Coming across “I transcribed hours of interviews offline using this open-source tool” in my news feeds, I can’t help but wish this approach to applied AI was more common in this era of ChatGPT.
There’s plenty of reason to run models in a cloud context, particularly if you want to have truly large or complex models. The more computationally invasive the task, the more a data center starts looking smart—ditto if handling many users. But that doesn’t mean it’s not possible to do useful things with LLMs on commodity hardware.
The catch of course, tends to be the need for a powerful computer by modern standards. PrivateLLM’s quantified models for example, range from models that probably fit on several year old iPhone (15/14 series) to a pimped out Mac Studio.

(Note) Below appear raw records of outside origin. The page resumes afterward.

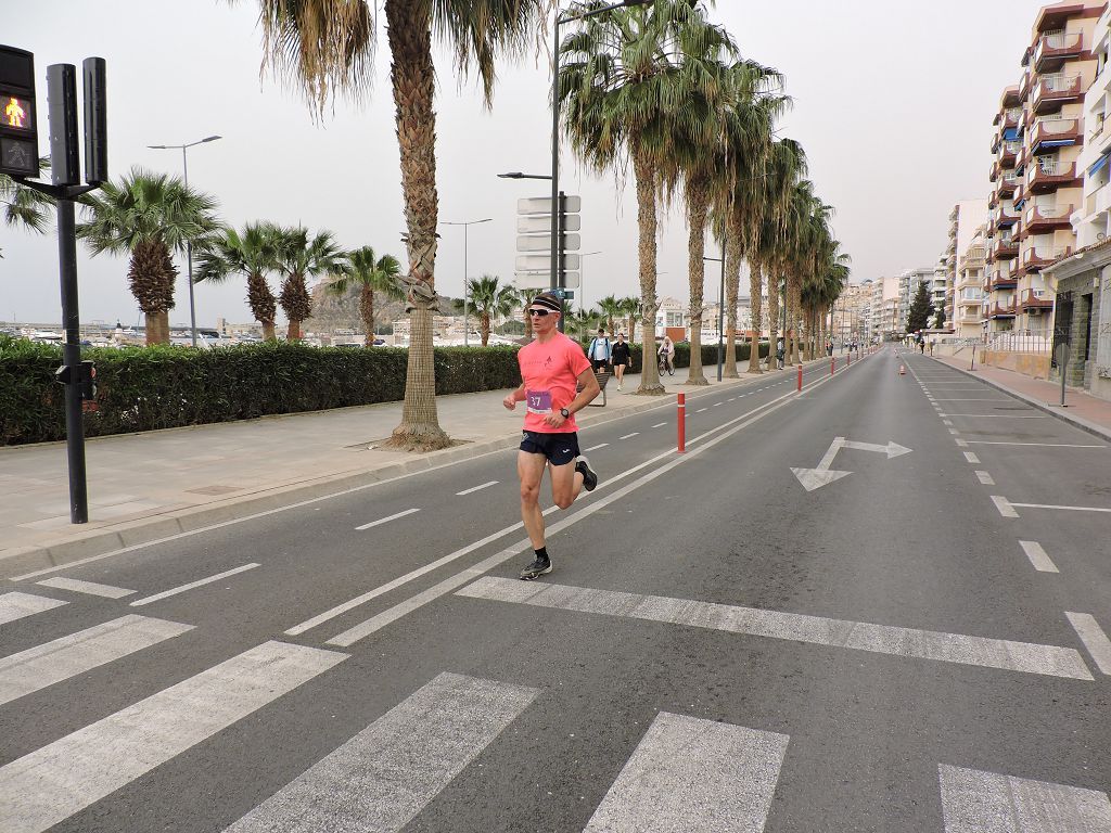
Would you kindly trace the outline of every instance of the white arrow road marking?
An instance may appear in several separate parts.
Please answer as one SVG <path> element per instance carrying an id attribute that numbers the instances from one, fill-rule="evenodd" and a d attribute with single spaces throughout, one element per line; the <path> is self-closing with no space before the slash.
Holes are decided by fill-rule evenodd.
<path id="1" fill-rule="evenodd" d="M 894 442 L 888 442 L 887 445 L 877 445 L 871 442 L 857 442 L 854 440 L 847 440 L 843 436 L 834 436 L 833 442 L 830 443 L 829 449 L 822 455 L 821 461 L 818 463 L 815 469 L 795 469 L 791 468 L 794 476 L 799 479 L 802 483 L 802 488 L 808 492 L 812 492 L 815 489 L 821 489 L 823 485 L 829 485 L 830 483 L 840 480 L 841 478 L 847 478 L 852 474 L 851 471 L 831 471 L 830 466 L 833 465 L 833 460 L 837 458 L 837 453 L 841 449 L 854 449 L 857 451 L 875 451 L 881 454 L 887 454 L 888 460 L 892 458 L 902 456 L 903 454 L 909 454 L 911 452 L 904 445 L 900 445 Z"/>
<path id="2" fill-rule="evenodd" d="M 830 471 L 829 469 L 795 469 L 791 468 L 794 472 L 794 476 L 799 479 L 802 483 L 802 488 L 808 492 L 812 492 L 815 489 L 821 489 L 823 485 L 829 485 L 835 480 L 841 480 L 841 478 L 848 478 L 852 474 L 851 471 Z"/>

Considering that many Intel/AMD chipsets over the past decade max out in the 16-64 GB of RAM range, and that you basically need 16 GB in a modern laptop, I think people underestimate the possibilities for squeezing smaller models onto PCs for specialized tasks. Especially when given modern computer hardware. I mostly feel that the drive towards NPUs is marketing snake oil, but to be fair, it’s pretty unlikely that we’re going to start seeing beefier GPUs in the typical computer. As impressive as modern integrated graphics have been compared to when I was young, common designs still fall far short of even laptop dedicated graphics, never mind six pounds of RTX!
Here’s at least, hoping that those fancy ASICs see some useful value rather than being today’s equal of the Transistor Wars. If nothing else, I suppose it helps bring the base of installed RAM a little higher in-between price hikes and push faster CPUs and SoCs down people’s throats.